Length of sides of a wire loop in a uniform magnetic field

[cestlavie]

Homework Statement

A wire loop with 60 turns is formed into a square with sides of length 𝑠. The loop is in the presence of a 1.00 T uniform magnetic field 𝐵 that points in the negative 𝑦 direction. The plane of the loop is tilted off the 𝑥-axis by $\theta=15$. If 𝑖=1.30 A of current flows through the loop and the loop experiences a torque of magnitude 0.0727 N⋅m , what are the lengths of the sides s of the square loop, in centimeters?

Relevant Equations

$A=x^2$
$\tau=NIABsin\theta$

If $\tau= 0.0727, N=60, i=1.3, B=1.0,$ and $\theta=15$, I tried the following calculation:
$\tau=NIABsin\theta$
$\tau=NIs^2Bsin\theta$
$s^2=\frac {\tau} {NIBsin\theta}=\frac {.0727} {60*1.3*1*sin(15)}=0.0632 m=6.32 cm$
The answer is probably right in front of me, but I don't know what I am doing wrong.

 

[Keith_McClary]

One thing, the dimensions of the last equation is length squared.

 

[cestlavie]

One thing, the dimensions of the last equation is length squared.
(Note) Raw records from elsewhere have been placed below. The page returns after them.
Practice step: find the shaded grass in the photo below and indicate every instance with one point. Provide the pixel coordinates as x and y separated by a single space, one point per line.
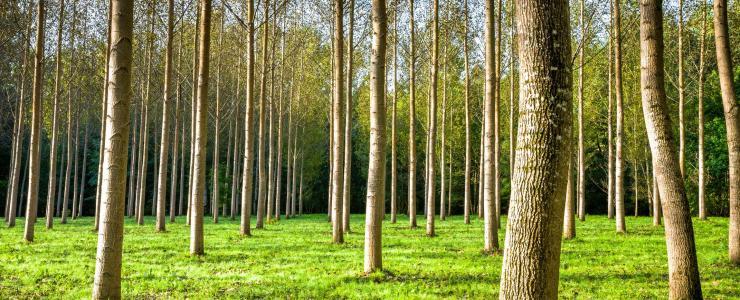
295 259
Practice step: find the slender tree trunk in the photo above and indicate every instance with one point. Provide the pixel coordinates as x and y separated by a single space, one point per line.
262 175
732 122
700 111
610 122
107 282
376 168
165 135
490 226
681 93
468 130
34 159
619 166
683 271
394 118
247 184
412 119
347 182
581 149
83 180
51 191
201 131
532 254
338 124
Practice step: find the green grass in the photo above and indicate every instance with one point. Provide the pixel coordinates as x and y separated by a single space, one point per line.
295 259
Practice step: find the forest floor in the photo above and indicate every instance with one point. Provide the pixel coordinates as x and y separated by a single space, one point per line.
296 259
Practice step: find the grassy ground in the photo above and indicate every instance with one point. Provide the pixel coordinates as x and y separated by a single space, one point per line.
295 259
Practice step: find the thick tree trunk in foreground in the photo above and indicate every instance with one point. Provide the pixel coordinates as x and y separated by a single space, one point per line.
490 227
338 124
247 182
412 120
107 282
683 271
376 167
165 135
34 159
532 252
732 122
51 190
201 132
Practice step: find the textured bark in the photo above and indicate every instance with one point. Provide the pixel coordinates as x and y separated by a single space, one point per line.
619 159
412 119
103 117
432 129
468 151
376 168
347 183
247 182
683 271
732 122
700 111
262 175
84 169
52 186
569 220
107 282
201 131
681 96
581 162
609 126
164 141
532 253
11 204
394 117
34 159
490 226
337 124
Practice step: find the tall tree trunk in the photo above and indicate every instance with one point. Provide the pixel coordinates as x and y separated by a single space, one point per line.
610 122
490 226
432 130
83 181
394 118
338 124
468 151
51 191
347 183
262 175
532 254
681 92
581 149
619 165
103 119
732 122
107 282
34 159
70 146
247 184
412 119
201 131
376 168
683 271
12 202
165 135
700 110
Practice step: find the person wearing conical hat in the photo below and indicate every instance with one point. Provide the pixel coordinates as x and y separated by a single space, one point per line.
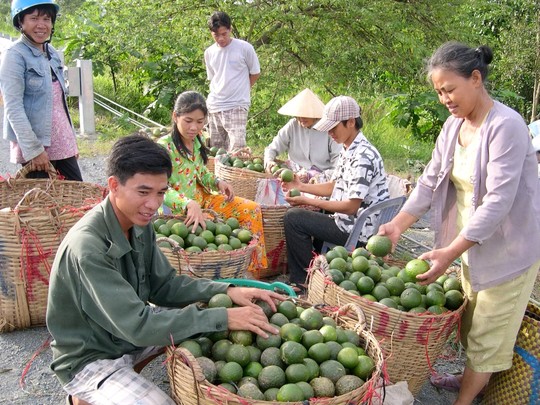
308 149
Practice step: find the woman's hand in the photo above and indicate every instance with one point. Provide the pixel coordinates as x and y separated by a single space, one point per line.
225 189
194 216
40 162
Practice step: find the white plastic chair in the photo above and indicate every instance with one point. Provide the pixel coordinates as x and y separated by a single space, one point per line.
387 210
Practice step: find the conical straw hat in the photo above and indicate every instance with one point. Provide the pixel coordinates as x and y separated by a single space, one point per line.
305 104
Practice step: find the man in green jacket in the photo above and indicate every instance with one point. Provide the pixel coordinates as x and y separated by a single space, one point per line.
114 299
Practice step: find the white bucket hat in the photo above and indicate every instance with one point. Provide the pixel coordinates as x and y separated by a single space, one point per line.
305 104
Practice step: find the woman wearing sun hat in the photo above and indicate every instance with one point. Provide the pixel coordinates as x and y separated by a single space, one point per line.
308 149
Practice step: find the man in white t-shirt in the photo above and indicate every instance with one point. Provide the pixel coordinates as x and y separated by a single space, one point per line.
233 68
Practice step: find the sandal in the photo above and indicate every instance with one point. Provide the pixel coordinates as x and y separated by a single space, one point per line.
446 381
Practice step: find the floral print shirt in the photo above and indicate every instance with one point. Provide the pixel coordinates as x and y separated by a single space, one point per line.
359 174
187 173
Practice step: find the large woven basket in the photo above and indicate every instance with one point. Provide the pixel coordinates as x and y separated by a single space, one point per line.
411 342
521 383
33 222
189 386
243 181
208 264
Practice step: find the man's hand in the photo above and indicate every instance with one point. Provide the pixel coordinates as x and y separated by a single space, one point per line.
250 316
392 231
440 260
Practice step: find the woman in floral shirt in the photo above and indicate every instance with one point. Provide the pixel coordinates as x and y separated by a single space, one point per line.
192 186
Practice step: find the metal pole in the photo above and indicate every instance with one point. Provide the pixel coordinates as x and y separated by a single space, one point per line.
86 100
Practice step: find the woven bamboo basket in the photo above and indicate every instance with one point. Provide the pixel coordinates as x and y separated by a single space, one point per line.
31 230
208 264
521 383
411 342
189 386
243 181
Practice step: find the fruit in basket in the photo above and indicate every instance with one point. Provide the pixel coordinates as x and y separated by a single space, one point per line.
287 175
379 245
290 393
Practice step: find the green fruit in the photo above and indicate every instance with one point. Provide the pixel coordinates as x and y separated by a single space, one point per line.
270 341
320 352
271 377
250 391
311 319
365 285
410 298
311 337
323 387
180 229
348 383
233 223
241 337
379 245
415 267
364 368
360 264
253 369
290 393
348 357
287 175
454 299
231 372
297 372
287 308
192 346
272 357
208 368
291 332
292 352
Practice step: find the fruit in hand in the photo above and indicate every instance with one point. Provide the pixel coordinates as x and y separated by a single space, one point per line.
379 245
287 175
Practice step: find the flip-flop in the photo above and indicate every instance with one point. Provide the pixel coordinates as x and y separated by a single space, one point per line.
446 381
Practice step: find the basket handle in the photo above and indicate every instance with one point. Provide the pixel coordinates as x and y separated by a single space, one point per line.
23 171
36 197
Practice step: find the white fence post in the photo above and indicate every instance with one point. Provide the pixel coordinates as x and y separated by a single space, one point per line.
86 99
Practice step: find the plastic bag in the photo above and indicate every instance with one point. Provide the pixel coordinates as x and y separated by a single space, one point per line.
269 192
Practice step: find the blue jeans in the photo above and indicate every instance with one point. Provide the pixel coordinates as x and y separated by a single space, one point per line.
303 228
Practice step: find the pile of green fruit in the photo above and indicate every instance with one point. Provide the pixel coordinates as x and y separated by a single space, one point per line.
255 164
310 357
364 273
219 235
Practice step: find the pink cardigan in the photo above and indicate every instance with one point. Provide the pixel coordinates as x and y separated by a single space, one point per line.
505 221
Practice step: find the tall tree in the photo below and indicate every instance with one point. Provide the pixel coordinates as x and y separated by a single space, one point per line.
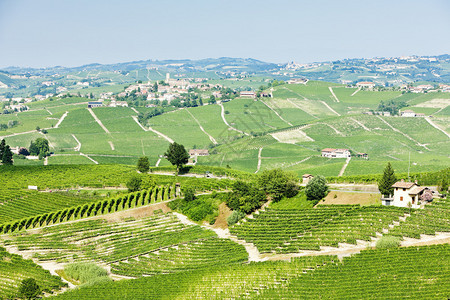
177 155
317 188
386 182
143 164
7 156
2 147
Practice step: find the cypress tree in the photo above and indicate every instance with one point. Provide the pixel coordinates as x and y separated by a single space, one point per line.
7 156
386 182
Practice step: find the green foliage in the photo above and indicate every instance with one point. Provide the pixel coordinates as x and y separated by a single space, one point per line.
143 164
29 289
387 242
317 188
278 183
245 197
7 156
134 183
235 217
86 273
177 155
386 182
39 147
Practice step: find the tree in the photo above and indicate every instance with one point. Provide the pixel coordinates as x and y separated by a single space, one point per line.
246 197
143 164
177 155
134 184
2 147
317 188
278 183
29 289
386 182
7 156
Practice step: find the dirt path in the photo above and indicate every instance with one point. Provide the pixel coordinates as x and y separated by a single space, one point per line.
78 147
329 107
226 123
354 93
341 172
62 119
91 159
281 118
437 127
259 160
296 105
153 130
253 253
98 120
361 124
213 140
332 93
402 133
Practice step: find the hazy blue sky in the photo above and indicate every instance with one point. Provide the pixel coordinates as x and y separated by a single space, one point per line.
40 33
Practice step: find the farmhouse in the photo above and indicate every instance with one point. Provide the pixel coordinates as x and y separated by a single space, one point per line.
198 152
297 81
365 84
306 178
93 104
408 193
248 94
335 153
408 113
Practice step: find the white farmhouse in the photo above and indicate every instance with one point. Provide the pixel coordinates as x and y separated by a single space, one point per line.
336 153
408 113
408 192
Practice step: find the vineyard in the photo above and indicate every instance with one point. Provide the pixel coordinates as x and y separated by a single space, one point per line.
104 206
292 230
13 269
414 272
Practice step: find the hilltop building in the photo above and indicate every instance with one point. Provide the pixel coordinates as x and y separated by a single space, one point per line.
366 84
198 152
408 192
336 153
306 178
93 104
248 94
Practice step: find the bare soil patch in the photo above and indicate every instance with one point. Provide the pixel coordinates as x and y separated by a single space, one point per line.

Oops! I forgot to add the square root! But my answer is for s, not s squared.
$s^2= \frac {\tau} {NIBsin\theta}$
$s=\sqrt {\frac {\tau} {NIBsin\theta}}=0.0632m = 6.32 cm$

 

[cestlavie]

I feel all kinds of stupid. I tried doing a different set of numbers and realized that my calculator was not in degrees. Thank you @Keith_McClary for your help.